Titre : Tamara Drewe
Scénariste : Posy Simmonds
Dessinateur : Posy Simmonds
Parution : Octobre 2008
Stonefield. Un village anglais reculé où calme et ennui se disputent la suprématie du lieu. C’est en ce lieu que Nicolas Hartigan et sa femme Beth ont établi une retraite pour écrivains en mal d’inspiration. Ici, on s’occupe d’eux et ils n’ont plus qu’à se préoccuper de leur ouvrage en devenir. Tout en profitant au passage des conseils de Nicolas, dont la série « Docteur Inchcombe » jouit d’un succès en librairie depuis de nombreuses années. Mais voilà que la fille de la voisine, Tamara Drewe, décide de revenir dans la maison de son enfance. Maintenant qu’elle s’est fait refaire le nez, elle affole tous les mâles du voisinage…
Des personnages hauts en couleur
« Tamara Drewe » est un roman graphique de 130 pages. Le terme « roman » ici prend tout son sens car l’ouvrage alterne pages de bande-dessinée et pages de textes illustrés. La mécanique est bien huilée, la narration se faisant avant tout par des textes et les phases dialoguées par de la bande-dessinée. Contrairement à ce que l’on pourrait penser, cette façon de fonctionner se révèle d’une grande fluidité. La narration permet d’entrer dans les pensées des personnages et densifie le propos. Quant aux planches de BD, elles allègent la lecture. Le tout est construit en quatre parties correspondant aux quatre saisons. On passe donc une année à Stonefield. Posy Simmonds maîtrise réellement ses procédés narratifs. Ajoutez à cela les flashbacks réguliers en bichromie et vous obtenez un ouvrage particulièrement bien maîtrisé sur la forme. Mais qu’en est-il du fond ?

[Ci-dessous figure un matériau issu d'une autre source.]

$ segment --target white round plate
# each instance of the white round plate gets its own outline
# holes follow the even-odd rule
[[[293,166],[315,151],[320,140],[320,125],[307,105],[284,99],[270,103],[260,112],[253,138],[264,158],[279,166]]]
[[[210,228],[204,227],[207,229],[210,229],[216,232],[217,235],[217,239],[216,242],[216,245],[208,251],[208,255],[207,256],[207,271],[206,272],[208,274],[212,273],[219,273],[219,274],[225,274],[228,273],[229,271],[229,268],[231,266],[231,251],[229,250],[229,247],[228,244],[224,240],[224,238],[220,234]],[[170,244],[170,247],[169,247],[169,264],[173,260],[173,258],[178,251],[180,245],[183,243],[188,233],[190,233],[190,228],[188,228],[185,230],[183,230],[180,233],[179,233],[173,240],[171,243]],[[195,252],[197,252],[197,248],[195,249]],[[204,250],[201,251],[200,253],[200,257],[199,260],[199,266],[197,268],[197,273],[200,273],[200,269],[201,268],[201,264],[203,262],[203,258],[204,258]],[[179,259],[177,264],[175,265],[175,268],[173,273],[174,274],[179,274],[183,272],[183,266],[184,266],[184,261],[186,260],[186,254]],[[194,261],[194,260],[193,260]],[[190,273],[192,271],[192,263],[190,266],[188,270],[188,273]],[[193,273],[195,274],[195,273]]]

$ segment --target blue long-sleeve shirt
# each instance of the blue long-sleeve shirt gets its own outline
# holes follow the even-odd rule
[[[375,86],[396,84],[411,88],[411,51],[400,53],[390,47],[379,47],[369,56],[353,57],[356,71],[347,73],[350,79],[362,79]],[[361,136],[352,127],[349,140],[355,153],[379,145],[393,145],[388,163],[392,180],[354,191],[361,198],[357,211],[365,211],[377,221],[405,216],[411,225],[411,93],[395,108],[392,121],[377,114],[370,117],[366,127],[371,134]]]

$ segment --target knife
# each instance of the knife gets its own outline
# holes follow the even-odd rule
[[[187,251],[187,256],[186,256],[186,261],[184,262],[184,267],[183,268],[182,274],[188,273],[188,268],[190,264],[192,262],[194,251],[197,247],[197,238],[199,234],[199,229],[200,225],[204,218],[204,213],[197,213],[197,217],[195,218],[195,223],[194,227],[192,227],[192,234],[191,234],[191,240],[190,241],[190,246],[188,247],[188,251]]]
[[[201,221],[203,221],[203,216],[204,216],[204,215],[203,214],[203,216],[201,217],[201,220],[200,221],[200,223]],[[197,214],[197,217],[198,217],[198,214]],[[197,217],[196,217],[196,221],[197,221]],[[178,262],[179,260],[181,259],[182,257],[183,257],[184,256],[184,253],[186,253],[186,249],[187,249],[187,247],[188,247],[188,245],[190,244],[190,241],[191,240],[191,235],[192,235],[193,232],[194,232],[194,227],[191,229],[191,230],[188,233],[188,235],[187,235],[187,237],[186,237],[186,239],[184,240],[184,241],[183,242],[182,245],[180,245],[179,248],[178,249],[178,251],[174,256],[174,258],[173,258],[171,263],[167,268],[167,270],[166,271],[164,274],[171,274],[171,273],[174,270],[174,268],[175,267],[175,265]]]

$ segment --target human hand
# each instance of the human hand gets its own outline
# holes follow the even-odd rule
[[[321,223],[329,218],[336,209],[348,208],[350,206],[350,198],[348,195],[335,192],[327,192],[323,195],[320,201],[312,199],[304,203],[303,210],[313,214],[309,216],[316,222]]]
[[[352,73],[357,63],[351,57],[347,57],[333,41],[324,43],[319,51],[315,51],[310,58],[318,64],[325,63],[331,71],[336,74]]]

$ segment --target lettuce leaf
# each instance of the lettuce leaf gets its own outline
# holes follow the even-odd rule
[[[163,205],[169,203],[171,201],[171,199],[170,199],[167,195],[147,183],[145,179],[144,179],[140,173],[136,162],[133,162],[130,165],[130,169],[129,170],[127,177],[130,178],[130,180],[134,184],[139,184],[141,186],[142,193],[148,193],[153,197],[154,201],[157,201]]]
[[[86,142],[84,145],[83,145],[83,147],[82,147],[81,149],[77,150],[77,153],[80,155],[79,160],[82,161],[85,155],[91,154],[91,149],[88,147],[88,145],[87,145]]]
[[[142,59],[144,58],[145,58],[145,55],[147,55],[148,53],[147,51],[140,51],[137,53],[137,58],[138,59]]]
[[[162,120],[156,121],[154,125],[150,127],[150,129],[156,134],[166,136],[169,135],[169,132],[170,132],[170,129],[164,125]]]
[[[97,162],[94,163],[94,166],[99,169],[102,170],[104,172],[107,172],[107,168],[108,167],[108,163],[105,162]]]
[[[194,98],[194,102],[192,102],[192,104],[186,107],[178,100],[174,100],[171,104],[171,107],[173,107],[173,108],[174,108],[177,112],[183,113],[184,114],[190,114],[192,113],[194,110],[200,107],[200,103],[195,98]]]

C’est peut-être là que réside la plupart des réserves que l’on pourrait faire à ce « Tamara Drewe ». Que raconte ce livre ? D’un côté, on a Tamara qui, après une chirurgie plastique, est devenue une journaliste à la mode à Londres et semble bien perdue. Ses relations amoureuses n’en sont pas meilleures qu’avant. Une critique de l’apparence ? De l’autre côté, la communauté d’écrivains est clairement une satire du milieu intellectuel. Le personnage de Nicolas est véritablement infecte et les écrivains médiocres se succèdent autour de lui. Enfin, l’ennui au village (notamment pour les jeunes) devient également un thème central au fur et à mesure de la lecture.
Abondance de thèmes n’est pas forcément signe de qualité. « Tamara Drewe » raconte avant tout l’histoire d’un village et de sa communauté de lecteur. L’apport d’un élément extérieur, Tamara, va tout bouleverser. C’est finalement l’équilibre de cet écosystème fragile qui est remis en cause par une jeune femme trop attirante et aguicheuse. Force est de constater que l’on se prend au jeu et aux enjeux. Les personnages sont hauts en couleur et rendus d’autant plus proches par le fait qu’ils nous narrent leur propre histoire. On passe ainsi que Beth à Glen, puis Casey, chacun apportant son point de vue.
La qualité des textes de Simmonds ne sont pas exceptionnels, ni littérairement passionnants, mais suffisamment travaillés pour ne pas donner l’impression d’une narration bâclée. La lecture est facile et légère, c’est ce que l’on attend de ce genre d’ouvrage. L’auteure rajoute également des extraits des articles de Tamara, des SMS envoyées par les adolescentes, des pages internet… Tout cela enrichit considérablement la palette narrative de « Tamara Drewe ».
Le dessin de Posy Simmonds m’a beaucoup séduit. Les décors sont précis et nous donnent un bel aperçu de la campagne anglaise. Les personnages sont bien identifiés et expressifs. Quant aux couleurs, très douces, elles renforcent l’ambiance de l’ouvrage.
« Tamara Drewe » est une œuvre de qualité. Le mélange des genres est parfaitement maîtrisé. On est happé par l’histoire de Stonefield et on a bien du mal à lâcher les 130 pages que comptent le livre. Si un certain essoufflement apparaît à la fin de l’ouvrage, « Tamara Drewe » est clairement une œuvre à découvrir.